From 354801f0ddc978d125011406ed567fb6b0538aa3 Mon Sep 17 00:00:00 2001
From: Ahmed Ibrahim <aibrahim@openai.com>
Date: Sun, 3 Aug 2025 00:22:16 -0700
Subject: [PATCH] completions

---
 codex-rs/core/src/chat_completions.rs | 171 ++++++++++++++++++++------
 codex-rs/core/src/client.rs           |   8 +-
 2 files changed, 140 insertions(+), 39 deletions(-)

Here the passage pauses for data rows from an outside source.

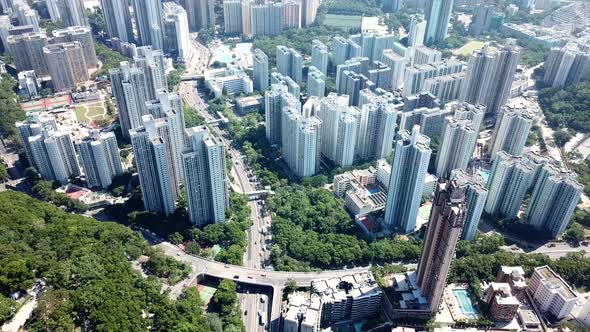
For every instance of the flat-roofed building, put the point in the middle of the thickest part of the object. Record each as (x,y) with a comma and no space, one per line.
(552,293)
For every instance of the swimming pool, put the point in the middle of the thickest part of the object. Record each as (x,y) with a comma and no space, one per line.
(465,304)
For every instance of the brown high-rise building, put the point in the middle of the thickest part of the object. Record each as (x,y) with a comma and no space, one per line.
(444,229)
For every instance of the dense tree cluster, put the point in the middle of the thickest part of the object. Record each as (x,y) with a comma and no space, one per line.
(3,171)
(299,39)
(353,7)
(230,236)
(163,266)
(481,260)
(248,134)
(10,112)
(85,263)
(533,53)
(312,230)
(567,108)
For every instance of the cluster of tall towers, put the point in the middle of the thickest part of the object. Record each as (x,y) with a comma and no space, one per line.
(267,18)
(161,25)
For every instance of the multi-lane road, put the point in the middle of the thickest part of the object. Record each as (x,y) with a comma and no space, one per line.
(255,301)
(275,280)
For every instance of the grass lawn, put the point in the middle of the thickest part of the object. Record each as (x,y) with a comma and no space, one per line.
(87,113)
(468,48)
(344,22)
(81,113)
(96,110)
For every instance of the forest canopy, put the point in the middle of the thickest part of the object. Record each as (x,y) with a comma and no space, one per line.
(85,264)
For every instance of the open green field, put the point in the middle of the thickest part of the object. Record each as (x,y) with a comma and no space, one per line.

diff --git a/codex-rs/core/src/chat_completions.rs b/codex-rs/core/src/chat_completions.rs
index 5ede774b1c..a51f219412 100644
--- a/codex-rs/core/src/chat_completions.rs
+++ b/codex-rs/core/src/chat_completions.rs
@@ -13,7 +13,7 @@ use std::task::Poll;
 use tokio::sync::mpsc;
 use tokio::time::timeout;
 use tracing::debug;
-use tracing::trace;
+use tracing::warn;
 
 use crate::ModelProviderInfo;
 use crate::client_common::Prompt;
@@ -207,6 +207,7 @@ async fn process_chat_sse<S>(
     }
 
     let mut fn_call_state = FunctionCallState::default();
+    let mut assistant_text = String::new();
 
     loop {
         let sse = match timeout(idle_timeout, stream.next()).await {
@@ -249,26 +250,50 @@ async fn process_chat_sse<S>(
             Ok(v) => v,
             Err(_) => continue,
         };
-        trace!("chat_completions received SSE chunk: {chunk:?}");
+        warn!("chat_completions received SSE chunk: {chunk:?}");
 
         let choice_opt = chunk.get("choices").and_then(|c| c.get(0));
 
         if let Some(choice) = choice_opt {
-            // Handle assistant content tokens.
+            // Handle assistant content tokens as streaming deltas.

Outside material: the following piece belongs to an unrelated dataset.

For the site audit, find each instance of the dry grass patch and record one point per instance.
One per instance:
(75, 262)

             if let Some(content) = choice
                 .get("delta")
                 .and_then(|d| d.get("content"))
                 .and_then(|c| c.as_str())
             {
-                let item = ResponseItem::Message {
-                    role: "assistant".to_string(),
-                    content: vec![ContentItem::OutputText {
-                        text: content.to_string(),
-                    }],
-                    id: None,
-                };
+                // Some providers emit frequent empty-string content deltas.
+                // Suppress empty deltas to avoid creating a premature answer block
+                // ahead of reasoning in streaming UIs.
+                if !content.is_empty() {
+                    assistant_text.push_str(content);
+                    let _ = tx_event
+                        .send(Ok(ResponseEvent::OutputTextDelta(content.to_string())))
+                        .await;
+                }
+            }
 
-                let _ = tx_event.send(Ok(ResponseEvent::OutputItemDone(item))).await;
+            // Forward any reasoning/thinking deltas if present.
+            if let Some(reasoning) = choice
+                .get("delta")
+                .and_then(|d| d.get("reasoning"))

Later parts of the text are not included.